For patients diagnosed with glioma, a deadly form of brain tumor, the future can be very uncertain. While gliomas are often fatal within two years of diagnosis, some patients can survive for 10 years or more. Predicting the course of a patient's disease at diagnosis is critical in selecting the right therapy and in helping patients and their families to plan their lives.
Researchers at Emory and Northwestern Universities recently developed artificial intelligence (AI) software that can predict the survival of patients diagnosed with glioma by examining data from tissue biopsies. The approach, described in Proceedings of the National Academy of Sciences, is more accurate than the predictions of doctors who undergo years of highly-specialized training for the same purpose.
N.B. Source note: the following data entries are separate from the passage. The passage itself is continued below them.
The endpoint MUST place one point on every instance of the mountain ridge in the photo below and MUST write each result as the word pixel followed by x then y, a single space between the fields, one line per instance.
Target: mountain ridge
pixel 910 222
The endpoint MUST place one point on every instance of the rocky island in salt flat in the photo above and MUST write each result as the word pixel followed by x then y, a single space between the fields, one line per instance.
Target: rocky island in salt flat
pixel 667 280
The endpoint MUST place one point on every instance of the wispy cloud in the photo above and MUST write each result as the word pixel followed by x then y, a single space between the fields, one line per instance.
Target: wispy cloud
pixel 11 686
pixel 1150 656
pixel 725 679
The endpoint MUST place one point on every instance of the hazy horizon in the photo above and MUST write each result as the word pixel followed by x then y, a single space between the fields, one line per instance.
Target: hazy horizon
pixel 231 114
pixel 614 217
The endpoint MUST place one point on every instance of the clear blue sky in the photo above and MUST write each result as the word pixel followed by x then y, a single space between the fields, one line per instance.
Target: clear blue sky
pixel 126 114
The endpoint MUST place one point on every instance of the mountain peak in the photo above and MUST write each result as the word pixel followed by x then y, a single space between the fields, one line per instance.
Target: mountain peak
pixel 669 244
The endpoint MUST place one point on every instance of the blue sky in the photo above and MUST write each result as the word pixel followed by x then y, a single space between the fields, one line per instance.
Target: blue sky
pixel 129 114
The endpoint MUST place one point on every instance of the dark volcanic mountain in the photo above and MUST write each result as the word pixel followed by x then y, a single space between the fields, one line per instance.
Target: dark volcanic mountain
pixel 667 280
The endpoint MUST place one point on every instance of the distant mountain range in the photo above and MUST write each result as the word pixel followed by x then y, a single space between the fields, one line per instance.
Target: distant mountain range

Doctors currently use a combination of genomic tests and microscopic examination of tissues to predict how a patient's disease will behave clinically or respond to therapy. While genomic testing is reliable, these tests do not completely explain patient outcomes, and so microscopic examination is used to further refine prognosis. Microscopic examination, however, is very subjective, with different pathologists often providing different interpretations of the same case. These interpretations can impact critical decisions like whether a patient enrolls in an experimental clinical trial or receives radiation therapy as part of their treatment.
"Genomics have significantly improved how we diagnose and treat gliomas, but microscopic examination remains subjective. There are large opportunities for more systematic and clinically meaningful data extraction using computational approaches," says Daniel J. Brat, MD, PhD, the lead neuropathologist on the study, who began developing the software while at Emory University and Winship Cancer Institute. Brat currently is chair of pathology at Northwestern University Feinberg School of Medicine.
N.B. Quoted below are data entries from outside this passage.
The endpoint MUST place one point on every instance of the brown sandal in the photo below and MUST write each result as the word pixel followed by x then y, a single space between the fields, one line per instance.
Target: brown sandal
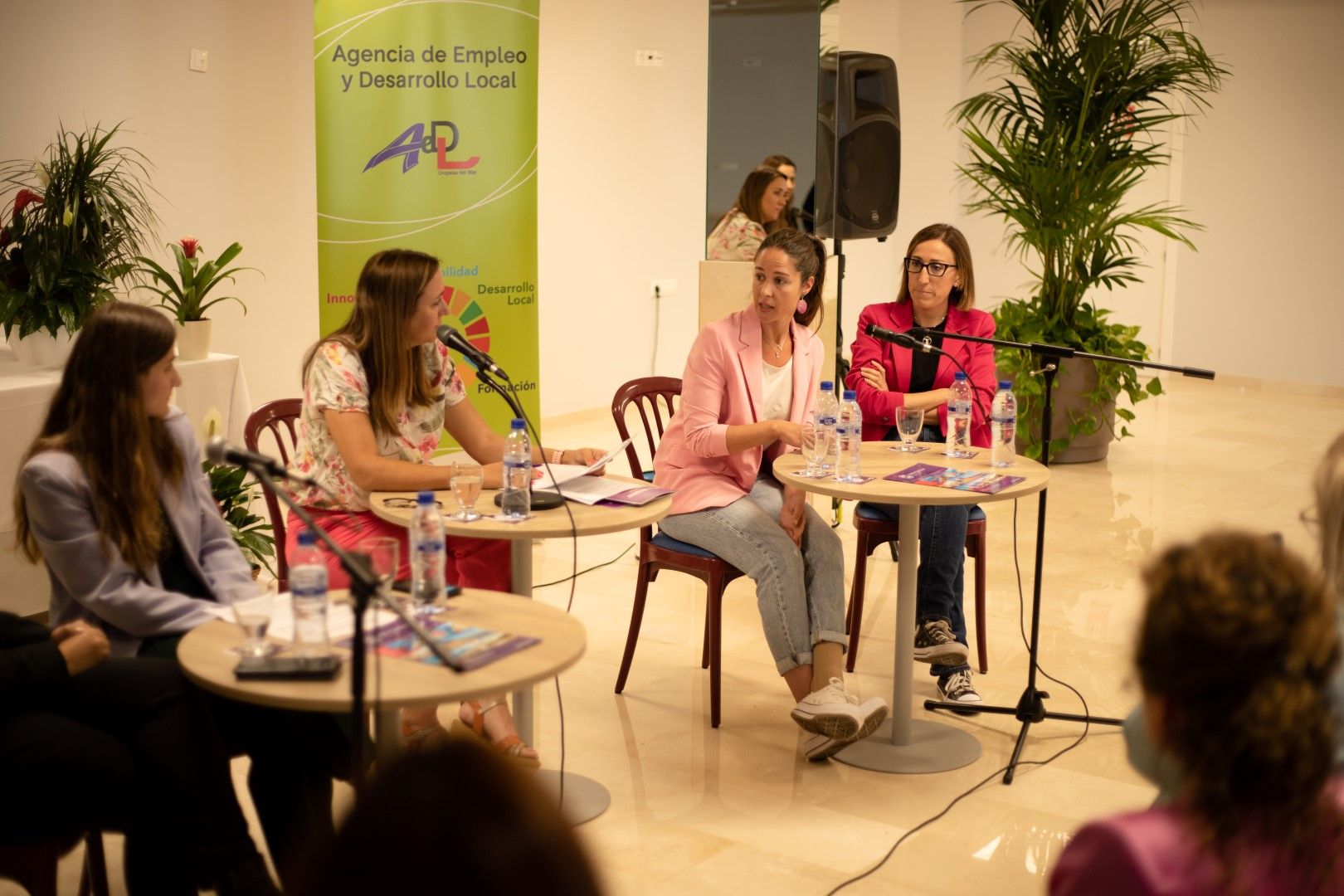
pixel 511 746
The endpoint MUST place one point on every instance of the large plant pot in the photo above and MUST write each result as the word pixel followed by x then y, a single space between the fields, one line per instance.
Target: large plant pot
pixel 1079 375
pixel 194 340
pixel 42 348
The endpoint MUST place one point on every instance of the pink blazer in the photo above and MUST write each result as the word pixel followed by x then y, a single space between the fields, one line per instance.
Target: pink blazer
pixel 722 387
pixel 879 409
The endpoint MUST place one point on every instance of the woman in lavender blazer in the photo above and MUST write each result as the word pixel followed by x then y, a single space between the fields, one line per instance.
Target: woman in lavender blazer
pixel 749 387
pixel 112 499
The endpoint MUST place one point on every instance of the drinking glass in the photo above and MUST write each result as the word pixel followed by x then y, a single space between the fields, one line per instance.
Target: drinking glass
pixel 382 558
pixel 253 609
pixel 908 425
pixel 466 488
pixel 816 441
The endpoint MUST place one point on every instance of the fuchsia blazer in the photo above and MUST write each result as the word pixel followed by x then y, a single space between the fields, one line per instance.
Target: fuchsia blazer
pixel 722 387
pixel 879 409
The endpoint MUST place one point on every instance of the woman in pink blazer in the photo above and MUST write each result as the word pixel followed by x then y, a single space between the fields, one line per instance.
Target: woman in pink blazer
pixel 749 388
pixel 938 293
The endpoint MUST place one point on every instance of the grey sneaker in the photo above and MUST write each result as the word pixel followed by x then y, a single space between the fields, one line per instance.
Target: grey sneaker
pixel 957 688
pixel 936 644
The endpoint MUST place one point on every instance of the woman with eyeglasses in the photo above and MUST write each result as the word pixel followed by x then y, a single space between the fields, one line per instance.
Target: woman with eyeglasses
pixel 378 395
pixel 761 202
pixel 937 293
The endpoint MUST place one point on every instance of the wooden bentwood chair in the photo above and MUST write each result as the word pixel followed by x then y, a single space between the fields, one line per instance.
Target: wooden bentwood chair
pixel 654 398
pixel 277 418
pixel 875 528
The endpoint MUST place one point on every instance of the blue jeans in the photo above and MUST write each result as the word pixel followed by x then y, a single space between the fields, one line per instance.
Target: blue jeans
pixel 942 559
pixel 800 592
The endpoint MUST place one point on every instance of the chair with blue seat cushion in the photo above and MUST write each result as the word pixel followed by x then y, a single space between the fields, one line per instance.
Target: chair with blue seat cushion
pixel 877 528
pixel 655 398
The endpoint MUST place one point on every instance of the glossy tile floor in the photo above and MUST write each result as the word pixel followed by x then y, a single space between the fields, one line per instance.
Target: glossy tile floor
pixel 704 811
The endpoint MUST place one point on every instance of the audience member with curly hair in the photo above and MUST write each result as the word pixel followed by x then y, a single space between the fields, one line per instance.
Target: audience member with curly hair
pixel 1235 655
The researchers used an approach called deep-learning to train the software to learn visual patterns associated with patient survival using microscopic images of brain tumor tissue samples. The breakthrough resulted from combining this advanced technology with more conventional methods that statisticians use to analyze patient outcomes. When the software was trained using both images and genomic data, its predictions of how long patients survive beyond diagnosis were more accurate than those of human pathologists. The study used public data produced by the National Cancer Institute's Cancer Genome Atlas project to develop and evaluate the algorithm.
"The eventual goal is to use this software to provide doctors with more accurate and consistent information. We want to identify patients where treatment can extend life," says Lee A.D. Cooper, PhD, the study's lead author, a professor of biomedical informatics at Emory University School of Medicine and member of the Winship Cancer Institute. "What the pathologists do with a microscope is amazing. That an algorithm can learn a complex skill like this was an unexpected result. This is more evidence that AI will have a profound impact in medicine, and we may experience this sooner than expected."
The researchers also demonstrated that the software learns to recognize many of the same structures and patterns in the tissues that pathologists use when performing their examinations. "Validation remains a barrier to using these algorithms in patient care. Being able to explain why an algorithm works is an important step towards clinical implementation."
The researchers are looking forward to future studies to evaluate whether the software can be used to improve outcomes for newly diagnosed patients.